Can you hear me now? No, thanks to that horn at the Trevose station, but SEPTA General Manager Joe Casey says there’s a good reason for it in answering this week’s rider questions.


I live near the Trevose train station R3 and every weeknight between 6 and 7 p.m. a southbound SEPTA train goes by and blows the horn on the train. The noise goes threw the whole neighborhood and there is no traffic crossing there. Why must they blow the horn?

-Ed Harkins, Trevose


We are required to blow the horn at stations that have at-grade pedestrian crosswalks. While some stations have underpasses or overpasses to avoid having the passengers cross at the track level, other stations like Trevose do not. At these stations, the riders must walk from one side of the station to the other via an at-grade crosswalk in the middle of the station. Real estate and funding constraints prevent us from adding overpasses and underpasses at all stations.

--We used to be able to buy a transfer from the Broad-Ridge Line to the Market-Frankford Line using a transfer pass that is pre-purchased. Why did SEPTA discontinue the use of the transfer at the Eighth Street Market-Frankford station?

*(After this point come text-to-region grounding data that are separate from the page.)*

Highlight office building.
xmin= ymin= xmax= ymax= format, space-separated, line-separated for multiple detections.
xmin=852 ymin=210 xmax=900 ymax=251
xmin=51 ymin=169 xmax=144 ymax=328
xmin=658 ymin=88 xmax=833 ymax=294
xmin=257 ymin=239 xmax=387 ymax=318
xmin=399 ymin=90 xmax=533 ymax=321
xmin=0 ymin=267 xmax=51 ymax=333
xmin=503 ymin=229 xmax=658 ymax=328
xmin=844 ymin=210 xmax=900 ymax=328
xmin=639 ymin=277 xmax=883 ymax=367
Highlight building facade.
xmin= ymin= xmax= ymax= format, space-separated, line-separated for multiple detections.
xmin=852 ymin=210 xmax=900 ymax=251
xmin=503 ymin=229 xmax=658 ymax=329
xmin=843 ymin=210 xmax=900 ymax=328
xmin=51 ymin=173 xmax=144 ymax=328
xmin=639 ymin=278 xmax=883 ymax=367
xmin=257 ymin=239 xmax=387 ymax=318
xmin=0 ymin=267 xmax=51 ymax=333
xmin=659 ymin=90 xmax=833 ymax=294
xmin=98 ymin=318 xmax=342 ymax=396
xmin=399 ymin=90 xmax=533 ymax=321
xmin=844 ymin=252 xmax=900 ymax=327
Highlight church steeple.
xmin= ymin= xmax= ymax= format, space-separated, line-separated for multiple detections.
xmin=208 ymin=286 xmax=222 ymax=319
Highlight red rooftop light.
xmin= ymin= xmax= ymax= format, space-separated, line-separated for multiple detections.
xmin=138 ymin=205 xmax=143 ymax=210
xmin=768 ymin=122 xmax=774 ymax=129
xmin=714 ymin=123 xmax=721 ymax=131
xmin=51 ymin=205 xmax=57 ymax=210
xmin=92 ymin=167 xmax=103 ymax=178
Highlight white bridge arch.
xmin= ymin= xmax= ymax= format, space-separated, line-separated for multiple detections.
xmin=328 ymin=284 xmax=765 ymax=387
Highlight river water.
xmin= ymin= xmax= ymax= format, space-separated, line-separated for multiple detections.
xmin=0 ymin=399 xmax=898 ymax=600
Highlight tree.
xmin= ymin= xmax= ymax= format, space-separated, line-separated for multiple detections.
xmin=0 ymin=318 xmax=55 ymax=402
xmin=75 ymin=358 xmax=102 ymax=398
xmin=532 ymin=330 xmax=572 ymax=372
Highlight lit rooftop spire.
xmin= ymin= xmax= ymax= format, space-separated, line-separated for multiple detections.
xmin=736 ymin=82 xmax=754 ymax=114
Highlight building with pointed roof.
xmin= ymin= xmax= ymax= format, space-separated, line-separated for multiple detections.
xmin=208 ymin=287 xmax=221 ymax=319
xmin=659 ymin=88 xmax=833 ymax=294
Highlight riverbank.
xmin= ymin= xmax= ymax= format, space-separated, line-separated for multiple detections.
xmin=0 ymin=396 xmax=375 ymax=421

-Alexander Johnson, Strawberry Mansion


Transferring from the Broad-Ridge Spur to the Market-Frankford Line is not permitted because it would enable passengers to return to their point of origin, which is an invalid use of a transfer. The Broad-Ridge Spur and the Broad Street Line share the same stations and tracks from Fern Rock to Fairmount station. At each of the Broad-Ridge stops, passengers have the option to board a Broad Street Line train to City Hall station and can use the free interchange to board the Market-Frankford Line without the use of a transfer.